# Smiths Car Dash Clock



## Capitano (Mar 20, 2018)

Hello all, first time poster and hoping your experience and wisdom will help me resurrect this 1950s/60s car clock.

It's a 2" in-dash Smiths, CE 2160/02. It looks complete and the movement looks clean. I acquired as a non-tested clock. I think it's negative earth, but first question is how to correctly connect it to 12v? It has a single yellow wire - is this for live feed or earth? Other than this it has two threadposts at the rear with knurled nuts and washers. I huess these fix it into the dash but are either of the threaded posts at the back for 12v positive also?
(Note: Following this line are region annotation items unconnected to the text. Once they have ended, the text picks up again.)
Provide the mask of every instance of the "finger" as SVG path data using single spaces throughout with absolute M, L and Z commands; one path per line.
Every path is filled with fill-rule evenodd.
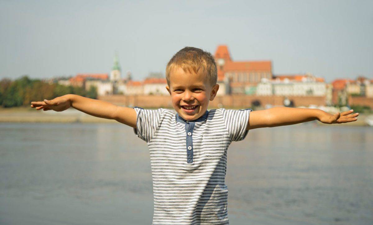
M 337 123 L 348 123 L 348 122 L 352 122 L 357 120 L 357 118 L 344 118 L 340 119 L 337 121 Z
M 47 100 L 47 99 L 44 99 L 44 102 L 49 105 L 54 105 L 57 104 L 57 103 L 55 103 L 51 100 Z
M 42 109 L 44 109 L 44 108 L 47 108 L 47 107 L 47 107 L 46 106 L 41 106 L 37 107 L 36 108 L 35 108 L 35 109 L 36 109 L 37 110 L 40 110 Z
M 334 121 L 337 120 L 341 117 L 341 113 L 339 112 L 337 112 L 337 113 L 334 114 Z

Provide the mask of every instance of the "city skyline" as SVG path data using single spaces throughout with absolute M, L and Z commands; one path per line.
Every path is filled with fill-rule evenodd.
M 369 1 L 92 2 L 0 3 L 0 79 L 109 73 L 116 51 L 122 77 L 142 80 L 185 46 L 222 44 L 235 60 L 271 61 L 274 75 L 373 77 Z

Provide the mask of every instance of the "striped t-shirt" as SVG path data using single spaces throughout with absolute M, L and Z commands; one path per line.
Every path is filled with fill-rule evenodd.
M 229 224 L 227 150 L 247 134 L 251 109 L 212 109 L 187 121 L 170 109 L 134 109 L 134 131 L 150 153 L 153 224 Z

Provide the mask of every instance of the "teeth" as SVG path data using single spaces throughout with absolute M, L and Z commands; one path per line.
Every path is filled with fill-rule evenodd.
M 184 107 L 186 109 L 192 109 L 195 108 L 196 107 L 197 107 L 197 106 L 184 106 Z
All pointers appreciated. Many thanks.


----------



## MyrridinEmrys (Sep 27, 2017)

A pic of the clock rear would help if you would?


----------



## Capitano (Mar 20, 2018)

Hi, not sure how to! It asks for a URL?


----------



## MyrridinEmrys (Sep 27, 2017)

It tells you how to add pics here:

http://xflive.thewatchforum.co.uk/index.php?/topic/103087-how-to-post-a-picture-on-the-forum-new-for-2016/&do=embed


----------



## brummie1875 (May 2, 2016)

Anything like this one.

https://www.ebay.co.uk/itm/Smiths-CE2161-00-Classic-Car-Clock-In-Working-Order-With-Guarantee/372233932756?hash=item56aadf0fd4:g:OQUAAOSwCkZZTRUK

s-l1600 by Paul, on Flickr


----------



## mel (Dec 6, 2006)

I didn't tell you this, you didn't hear it from me, and anything you do is at your own risk!

IF you are 100% sure it's a neg earth product, then the case of the watch (metal part) is the -ve contact ( it is earthed to the metal body of the car by being fitted to the [then} metal dashboard ). It follows the yellow wire will be the +ve means of contact. The large cylindrical hole would have contained a light fitting to illuminate at night, separately fed to come on along with the car sidelights. But that's if it is something like the piccie Brummie posted.

If not you need to post us a piccie of yours!


----------



## harryblakes7 (Oct 1, 2010)

Yes as already mentioned 1950's / 1960's is going to be positive earth.

Late 60's into 70's then negative earth, i used to have a '66 Riley and that was negative earth, one of the first few.... my dad's earlier Hillman was positive earth.

I actually have a few very old car clocks, in the days when you could wonder around scrapyards and sit in cars perched 4 high!! No health and safefty then!! :laugh:


----------